David Noble, group CEO at CIPS, said, “The residential sector raced ahead this month, with the fastest pace of growth since January 2016. Strong pipelines of new work were reported across all sub-sectors, and construction firms showed improved confidence after the impacts of uncertainty around the EU referendum.
He said that with prices rising at such a strong rate, firms had increased their stock buying not only to fulfil new orders, but also to counteract expected price increases throughout the year, as inflationary pressures were set to continue and the weakness of the pound persisted.
“Stock levels at suppliers were also under pressure, as vendor performance deteriorated to the greatest extent since June 2015,” he said.
“In the short term at least, the sector looks set to enjoy these improved demand conditions for the coming months, which is positive news after many months of instability.”
KPMG’s Threlfall said that apart from the UK seeing a divided construction market, 2017 would also see significant regional variation.
“The West Midlands will benefit from the HS2 (High Speed Rail 2) effect which has already seen an uptick in investment into the region, while worries over Brexit will continue gently to deflate the London housing bubble.”
He went on, “An industry divided by demand will nonetheless be united by the common challenge of rising materials prices, already responding to the fall in the value of sterling.”
He said he remained encouraged that the new government had signalled its commitment to infrastructure by embracing what he called “the three Hs” – Heathrow Airport, HS2 and the Hinkley Point nuclear power station project – “despite strong lobbying in the summer to cancel all of them”.
He continued, “I am, therefore, bullish on UK infrastructure demand in 2017, but far less confident on the longer term.
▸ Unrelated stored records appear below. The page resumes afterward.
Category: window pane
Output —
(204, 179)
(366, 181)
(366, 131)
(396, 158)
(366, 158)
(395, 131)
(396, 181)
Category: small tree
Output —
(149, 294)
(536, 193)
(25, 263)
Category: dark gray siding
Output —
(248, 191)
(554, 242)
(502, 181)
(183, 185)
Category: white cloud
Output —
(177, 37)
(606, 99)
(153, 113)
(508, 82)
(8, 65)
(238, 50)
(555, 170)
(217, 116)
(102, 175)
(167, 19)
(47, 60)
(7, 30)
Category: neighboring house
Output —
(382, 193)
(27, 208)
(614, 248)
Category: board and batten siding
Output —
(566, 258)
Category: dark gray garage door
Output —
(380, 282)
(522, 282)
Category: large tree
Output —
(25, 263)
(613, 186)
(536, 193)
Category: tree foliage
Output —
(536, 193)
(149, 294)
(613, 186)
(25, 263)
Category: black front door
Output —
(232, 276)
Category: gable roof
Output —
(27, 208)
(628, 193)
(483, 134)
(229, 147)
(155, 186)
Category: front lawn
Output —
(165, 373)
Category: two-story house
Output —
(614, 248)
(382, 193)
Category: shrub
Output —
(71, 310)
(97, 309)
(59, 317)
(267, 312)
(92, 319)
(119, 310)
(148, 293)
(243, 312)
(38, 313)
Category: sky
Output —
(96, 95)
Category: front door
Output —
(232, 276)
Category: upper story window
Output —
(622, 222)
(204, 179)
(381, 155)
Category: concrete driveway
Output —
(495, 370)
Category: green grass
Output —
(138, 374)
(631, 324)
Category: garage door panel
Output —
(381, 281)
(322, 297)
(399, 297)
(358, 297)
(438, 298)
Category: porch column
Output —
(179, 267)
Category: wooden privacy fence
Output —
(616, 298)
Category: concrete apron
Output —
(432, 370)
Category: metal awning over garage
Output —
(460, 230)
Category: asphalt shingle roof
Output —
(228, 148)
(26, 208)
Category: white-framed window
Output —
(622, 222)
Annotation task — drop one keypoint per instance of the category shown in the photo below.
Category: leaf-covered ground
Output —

I remain concerned that as the economy weakens the government’s investments in infrastructure will become less sustainable.
“Rising inflation and the subsequent erosion of buying power will mean less government income from taxation.”
He said he expected this to result in delay to schemes like the Crossrail 2 rail line in London, the Trans-Pennine road tunnel, HS3 and other mega projects.
“Amidst all this macro-economic uncertainty,” said Threlfall, “construction industry CEOs need to keep focused on the prize of achieving competitive advantage through offering clients greater efficiency and predictability.
“While politics and economics may dictate the winners and losers of 2017, in the long run this industry will be owned by those who invest in technology and skills.”